Fundamental Attribution Error
The tendency for people to over-emphasize personality-based explanations for behaviors observed in others while under-emphasizing the role and power of situational influences on the same behavior.
Rationalization
The process of constructing a logical justification for a decision that was originally arrived at through a non-rational decision process. Can be conscious, but is mostly subconscious.
Bandwagon Effect
The tendency to do (or believe) things because many other people do (or believe) the same.
Status Quo Bias
The tendency for people to like things to stay relatively the same.
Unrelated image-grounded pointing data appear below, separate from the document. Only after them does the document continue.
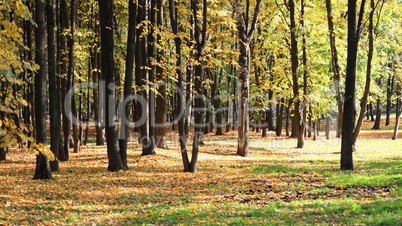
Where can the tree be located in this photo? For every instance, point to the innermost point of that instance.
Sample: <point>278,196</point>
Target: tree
<point>42,170</point>
<point>54,109</point>
<point>108,73</point>
<point>354,31</point>
<point>161,104</point>
<point>128,81</point>
<point>200,38</point>
<point>246,28</point>
<point>143,77</point>
<point>335,66</point>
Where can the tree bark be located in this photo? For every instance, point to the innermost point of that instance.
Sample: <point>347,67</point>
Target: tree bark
<point>368,77</point>
<point>200,36</point>
<point>161,105</point>
<point>335,67</point>
<point>54,109</point>
<point>42,170</point>
<point>398,118</point>
<point>173,11</point>
<point>245,32</point>
<point>128,82</point>
<point>390,91</point>
<point>64,153</point>
<point>377,122</point>
<point>297,118</point>
<point>347,145</point>
<point>108,73</point>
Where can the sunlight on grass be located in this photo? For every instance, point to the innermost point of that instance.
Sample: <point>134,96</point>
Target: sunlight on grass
<point>277,184</point>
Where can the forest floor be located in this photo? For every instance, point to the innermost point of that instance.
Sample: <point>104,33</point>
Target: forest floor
<point>276,184</point>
The preference towards alternatives that maintain or perpetuate the current situation even when better alternatives exist.
Illusion of Control
The tendency for human beings to believe they can control or at least influence outcomes which they clearly cannot.
Prudence Trap
When faced with high-stakes decisions, we tend to adjust our estimates or forecast to be "on the safe side".
Recallability Trap
Giving undue weight to recent, dramatic events.
Sunk Cost Bias
To make choices in a way that justifies past choices, even when the past choices no longer seem valid.
Loss Aversion
The tendency for people to strongly prefer avoiding losses than acquiring gains.
Survivorship Bias
For example, the frequent mistake to forget to include companies that no longer exist in research reports studying various forms of corporate performance.
Decision-Making Mistakes Related to Bias
In their book Decision Traps, Russo and Shoemaker reveal the ten most common mistakes in decision-making, many of which are related to cognitive bias:
- Plunging In: Beginning to gather information and reach conclusions too early.
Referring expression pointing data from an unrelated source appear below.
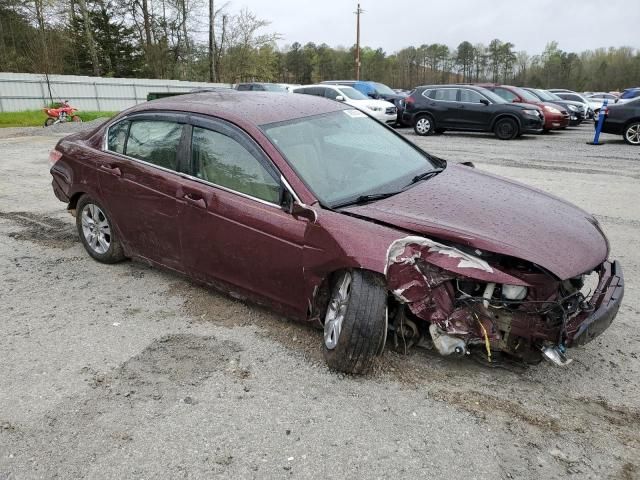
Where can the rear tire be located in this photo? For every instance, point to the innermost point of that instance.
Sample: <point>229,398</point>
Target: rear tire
<point>424,125</point>
<point>356,321</point>
<point>632,133</point>
<point>506,129</point>
<point>96,231</point>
- Frame Blindness: Creating a mental framework for your decision.
- Lack of Frame Control: Failing to define the problem in more than one way.
- Overconfidence in Your Judgment: Failing to gather key factual information.
- Shortsighted Shortcuts: Relying inappropriately on “rules of thumb”.
- Shooting from the Hip: Failing to follow a systematic procedure when making the final decision.
- Group Failure: Failing to manage the group decision-making process.
- Fooling Yourself About Feedback: Failing to interpret the evidence from past outcomes correctly.
- Not Keeping Track: Failing to keep systematic records to track the results of your decisions.
- Failure to Audit Your Decision Process: Failing to create an organized approach to understand your own decision-making.